Cette annonce fait suite à la réévaluation du plan d'action des représentants des travailleurs (voir plus bas). Ce mardi, on apprenait du côté du front commun syndical que la grève générale du 7 octobre allait se substituer en actions ciblées dans les différents secteurs. Retour sur ce changement d'attitude dans le chef des syndicats. 

"Les syndicats vont créer de nouveaux Caterpillar avec leurs grèves."
Agoria

 

Pourquoi il n'y aura pas grève générale le 7 octobre

Il n’y aura pas de grève générale le 7 octobre prochain. Vous lisez bien. "Pas" de grève.
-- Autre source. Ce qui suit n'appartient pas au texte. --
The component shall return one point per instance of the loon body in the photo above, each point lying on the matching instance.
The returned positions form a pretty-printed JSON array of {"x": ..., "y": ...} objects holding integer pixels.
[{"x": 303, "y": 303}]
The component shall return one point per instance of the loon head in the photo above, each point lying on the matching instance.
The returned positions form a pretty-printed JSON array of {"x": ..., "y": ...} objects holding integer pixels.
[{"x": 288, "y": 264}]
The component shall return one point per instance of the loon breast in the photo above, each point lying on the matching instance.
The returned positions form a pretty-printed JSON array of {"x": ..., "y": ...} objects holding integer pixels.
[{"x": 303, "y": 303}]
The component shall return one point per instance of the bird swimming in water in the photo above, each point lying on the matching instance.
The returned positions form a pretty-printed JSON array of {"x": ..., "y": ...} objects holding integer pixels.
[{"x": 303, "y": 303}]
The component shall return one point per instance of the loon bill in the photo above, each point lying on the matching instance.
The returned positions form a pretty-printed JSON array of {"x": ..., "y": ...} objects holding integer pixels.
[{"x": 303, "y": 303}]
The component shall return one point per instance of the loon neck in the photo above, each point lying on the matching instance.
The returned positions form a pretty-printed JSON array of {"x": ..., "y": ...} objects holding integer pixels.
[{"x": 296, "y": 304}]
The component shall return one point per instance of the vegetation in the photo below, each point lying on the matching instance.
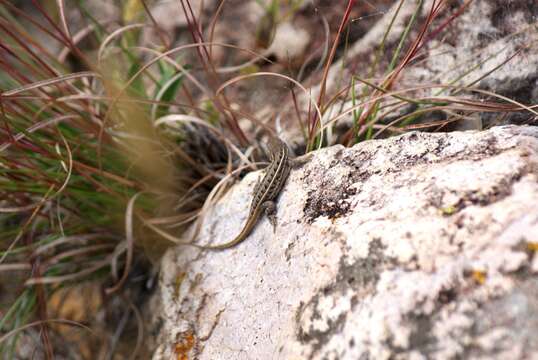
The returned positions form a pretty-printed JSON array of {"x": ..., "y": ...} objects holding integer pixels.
[{"x": 111, "y": 144}]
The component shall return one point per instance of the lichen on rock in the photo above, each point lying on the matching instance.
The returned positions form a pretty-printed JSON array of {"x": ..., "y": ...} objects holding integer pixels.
[{"x": 418, "y": 246}]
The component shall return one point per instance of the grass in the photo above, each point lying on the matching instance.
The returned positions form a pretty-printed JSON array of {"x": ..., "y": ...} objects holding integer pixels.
[{"x": 112, "y": 146}]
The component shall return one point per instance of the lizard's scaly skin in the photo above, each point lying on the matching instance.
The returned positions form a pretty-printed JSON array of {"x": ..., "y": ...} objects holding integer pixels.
[{"x": 265, "y": 191}]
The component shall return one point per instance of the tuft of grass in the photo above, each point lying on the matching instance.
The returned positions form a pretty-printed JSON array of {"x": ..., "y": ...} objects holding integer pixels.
[{"x": 112, "y": 146}]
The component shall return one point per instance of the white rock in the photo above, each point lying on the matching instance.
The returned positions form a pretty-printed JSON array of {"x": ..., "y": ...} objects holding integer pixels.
[{"x": 364, "y": 261}]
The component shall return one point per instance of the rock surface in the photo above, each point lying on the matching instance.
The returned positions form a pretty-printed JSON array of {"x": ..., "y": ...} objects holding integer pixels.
[{"x": 418, "y": 246}]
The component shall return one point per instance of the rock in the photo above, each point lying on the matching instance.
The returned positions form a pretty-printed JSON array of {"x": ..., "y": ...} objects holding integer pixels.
[
  {"x": 489, "y": 47},
  {"x": 420, "y": 246}
]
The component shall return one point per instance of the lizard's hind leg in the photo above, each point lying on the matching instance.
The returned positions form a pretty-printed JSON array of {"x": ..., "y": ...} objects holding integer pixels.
[{"x": 269, "y": 207}]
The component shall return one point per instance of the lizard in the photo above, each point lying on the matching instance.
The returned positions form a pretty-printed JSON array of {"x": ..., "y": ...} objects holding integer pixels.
[{"x": 265, "y": 193}]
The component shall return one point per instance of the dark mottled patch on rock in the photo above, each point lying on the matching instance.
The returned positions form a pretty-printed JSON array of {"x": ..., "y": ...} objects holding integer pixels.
[{"x": 360, "y": 276}]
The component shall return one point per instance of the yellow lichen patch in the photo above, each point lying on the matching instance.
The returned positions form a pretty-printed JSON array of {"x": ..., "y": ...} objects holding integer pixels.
[
  {"x": 479, "y": 276},
  {"x": 182, "y": 347},
  {"x": 448, "y": 210}
]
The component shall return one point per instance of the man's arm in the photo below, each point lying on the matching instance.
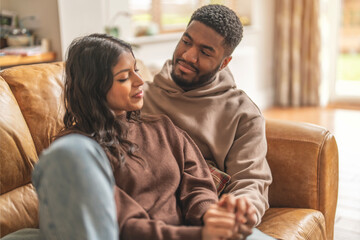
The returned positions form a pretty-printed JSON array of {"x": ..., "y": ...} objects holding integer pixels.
[{"x": 247, "y": 165}]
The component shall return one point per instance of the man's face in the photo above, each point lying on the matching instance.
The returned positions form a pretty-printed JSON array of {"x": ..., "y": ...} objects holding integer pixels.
[{"x": 198, "y": 56}]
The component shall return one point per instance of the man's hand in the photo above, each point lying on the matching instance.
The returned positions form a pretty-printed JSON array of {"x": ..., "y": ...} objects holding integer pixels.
[
  {"x": 245, "y": 214},
  {"x": 218, "y": 224}
]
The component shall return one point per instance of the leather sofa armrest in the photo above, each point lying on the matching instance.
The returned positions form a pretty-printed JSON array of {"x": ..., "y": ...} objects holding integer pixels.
[{"x": 304, "y": 162}]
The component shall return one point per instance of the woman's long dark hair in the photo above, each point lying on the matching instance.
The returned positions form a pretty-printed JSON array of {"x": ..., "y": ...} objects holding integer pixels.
[{"x": 88, "y": 79}]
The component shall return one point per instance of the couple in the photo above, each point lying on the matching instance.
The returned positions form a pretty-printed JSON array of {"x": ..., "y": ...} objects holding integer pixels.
[{"x": 114, "y": 173}]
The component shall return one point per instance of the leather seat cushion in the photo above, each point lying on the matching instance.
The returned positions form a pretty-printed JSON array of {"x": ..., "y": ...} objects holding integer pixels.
[{"x": 293, "y": 224}]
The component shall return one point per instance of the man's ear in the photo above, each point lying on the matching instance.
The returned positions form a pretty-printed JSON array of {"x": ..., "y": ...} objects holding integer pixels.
[{"x": 225, "y": 62}]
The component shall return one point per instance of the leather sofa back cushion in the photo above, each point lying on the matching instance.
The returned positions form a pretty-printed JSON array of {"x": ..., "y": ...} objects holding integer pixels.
[
  {"x": 17, "y": 151},
  {"x": 38, "y": 90}
]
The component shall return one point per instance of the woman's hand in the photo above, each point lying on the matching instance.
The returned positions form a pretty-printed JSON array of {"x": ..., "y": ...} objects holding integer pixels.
[
  {"x": 245, "y": 214},
  {"x": 218, "y": 223}
]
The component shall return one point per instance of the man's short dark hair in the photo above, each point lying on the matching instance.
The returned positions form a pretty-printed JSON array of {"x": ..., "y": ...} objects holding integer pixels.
[{"x": 224, "y": 21}]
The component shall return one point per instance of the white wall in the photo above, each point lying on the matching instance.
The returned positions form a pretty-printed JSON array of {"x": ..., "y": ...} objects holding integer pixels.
[
  {"x": 78, "y": 18},
  {"x": 46, "y": 22}
]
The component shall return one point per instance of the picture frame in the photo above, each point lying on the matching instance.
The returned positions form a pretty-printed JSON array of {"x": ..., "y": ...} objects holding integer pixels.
[{"x": 7, "y": 19}]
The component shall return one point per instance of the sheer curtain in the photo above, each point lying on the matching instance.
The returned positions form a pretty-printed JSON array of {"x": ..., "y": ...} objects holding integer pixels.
[{"x": 297, "y": 51}]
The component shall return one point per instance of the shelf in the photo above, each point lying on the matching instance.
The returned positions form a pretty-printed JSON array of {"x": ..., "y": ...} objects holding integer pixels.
[{"x": 12, "y": 60}]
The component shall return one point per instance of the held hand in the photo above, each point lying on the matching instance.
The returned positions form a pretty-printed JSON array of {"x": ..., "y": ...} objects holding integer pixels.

Les syndicats ont réévalué leur plan d’action lancé depuis le printemps dernier. Le calendrier prévoyait une manif nationale le 29 septembre (elle est maintenue), et une grève générale le 7 octobre. Cette dernière est "suspendue", expliquent la FGTB, la CSC et la CGSLB dans un communiqué commun. Les syndicats mèneront malgré tout des actions de grève dans les secteurs et les entreprises.

Un rétropédalage sur une annonce de grève générale dans le chef de la FGTB, cela n’arrive pas tous les jours. Que s’est-il passé? Décodage.

→ La FGTB était le seul syndicat a afficher ouvertement vouloir partir en grève le 7 octobre. C’était au printemps dernier. Mais il avait toujours été décidé d’évaluer le calendrier au fur à mesure des avancées. Or entre avril et septembre, de l’eau a coulé sous les ponts. Le secrétaire général Marc Goblet a décroché quelques semaines, rattrapé par des soucis de santé. Jean-François Tamellini a pris sa place, assurant un intérim au ton plus modéré. Il a notamment déclaré qu’il fallait "mieux cibler" les actions, toucher "ceux qui tiennent les rênes de l’économie", ne pas rendre le mouvement "contre-productif". Sa voix a manifestement été entendue. Les syndicats ont décidé de cibler les actions sur le patronat, et non sur le gouvernement.

→ La CGSLB avait déjà dit durant l’été qu’elle ne participerait pas à une grève générale. La CSC devait se positionner ce mardi. Elle a jugé que le timing n’était pas le bon. "Nous avions évoqué une grève générale le 7 octobre au cas où le gouvernement prenait de nouvelles décisions budgétaires durant l’été. Mais le processus a été retardé, rien ne sortira avant le 11 octobre. Nous devons donc attendre, évaluer les mesures prises, et voir si le gouvernement rétablira un certain équilibre en notre faveur avant de décider de débrayer", explique le président de la CSC Marc Leemans. La FGTB dit avoir tiré le même constat. Une grève générale aurait été prématurée. Elle se range à l’avis de ses partenaires, en ménageant le front commun. Nécessaire en ces temps sociaux perturbés…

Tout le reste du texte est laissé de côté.